I want to lookup and compare efficiently the string elements in a list and then remove those which are parts of other string elements in the list (with the same beginning point)
list1 = [ 'a boy ran' , 'green apples are worse' , 'a boy ran towards the mill' , ' this is another sentence ' , 'a boy ran towards the mill and fell',.....]
I intend to get a list which looks like this:
list2 = [ 'green apples are worse' , ' this is another sentence ' , 'a boy ran towards the mill and fell',.....]
In other words, I want to keep the longest string element from those elements which start with the same first characters.
The remove() method will remove the first instance of a value in a list. The pop() method removes an element at a given index, and will also return the removed item. You can also use the del keyword in Python to remove an element or slice from a list.
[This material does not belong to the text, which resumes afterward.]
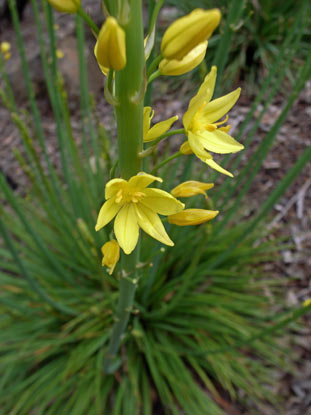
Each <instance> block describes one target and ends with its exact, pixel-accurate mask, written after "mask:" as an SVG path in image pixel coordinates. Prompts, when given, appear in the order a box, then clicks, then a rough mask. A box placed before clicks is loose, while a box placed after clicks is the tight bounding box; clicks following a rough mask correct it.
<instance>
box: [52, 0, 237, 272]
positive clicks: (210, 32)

append (item): This method is used to add new element at the end of the list. extend (anotherList): The items of one list can be inserted at the end of another list by using this method. remove (item): This method is used to remove particular item from the list.
The remove() Method Removes the First Occurrence of an Item in a List. A thing to keep in mind when using the remove() method is that it will search for and will remove only the first instance of an item.
Java List remove() method is used to remove elements from the list.
As suggested by John Coleman in comments, you can first sort the sentences and then compare consecutive sentences. If one sentences is a prefix of another, it will appear right before that sentences in the sorted list, so we just have to compare consecutive sentences. To preserve the original order, you can use a set
for quickly looking up the filtered elements.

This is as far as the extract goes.